Molecular mechanisms of hyperthermia-induced apoptosis enhanced by docosahexaenoic acid: Implication for cancer therapy

• Hyperthermia-induced apoptosis was significantly enhanced by DHA.
• DHA synergizes hyperthermia to induce excess intracellular oxidative stress.
• Activation of PKC-δ plays important role in the enhancement of apoptosis.

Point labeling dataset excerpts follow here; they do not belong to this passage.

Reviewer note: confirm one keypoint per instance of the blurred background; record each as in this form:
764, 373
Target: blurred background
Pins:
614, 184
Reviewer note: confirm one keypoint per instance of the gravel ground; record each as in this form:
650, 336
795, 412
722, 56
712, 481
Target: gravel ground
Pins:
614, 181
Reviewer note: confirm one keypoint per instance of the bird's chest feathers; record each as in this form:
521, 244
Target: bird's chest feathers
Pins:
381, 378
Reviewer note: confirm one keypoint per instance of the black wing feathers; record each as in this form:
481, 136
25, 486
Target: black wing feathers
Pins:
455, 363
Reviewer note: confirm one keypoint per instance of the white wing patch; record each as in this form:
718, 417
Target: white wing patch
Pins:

To develop a non-toxic enhancer for hyperthermia-induced cell death as a potential cancer treatment, we studied the effect and mechanism of docosahexaenoic acid (DHA) on hyperthermia-induced apoptosis. Treatment with 20 μM DHA and 44 °C for 10 min induced significant apoptosis, increased intracellular reactive oxygen species (ROS), and caspase-3 activation in U937 cells, but heat or DHA alone did not induce notable apoptosis. Decreased mitochondrial transmembrane potentials were dramatically increased by the combined treatment, accompanied by increased pro-apoptotic Bcl-2 family protein tBid, and decreased anti-apoptotic Bcl-2 and Bcl-xL. Combined hyperthermia–DHA treatment induced significant phosphorylation of protein kinase C (PKC)-δ (p-PKC-δ), and apoptosis in a DHA dose-dependent manner. Using both 20 μM DHA and 44 °C for 10 min induced significant PKC-δ cleavage and its translocation to mitochondria. These results were also seen in HeLa cells. However, MAPKs and Akt were not affected by the treatment. In conclusion, DHA enhances hyperthermia-induced apoptosis significantly via a mitochondria–caspase-dependent pathway; its underlying mechanism involves elevated intracellular ROS, mitochondria dysfunction, and PKC-δ activation.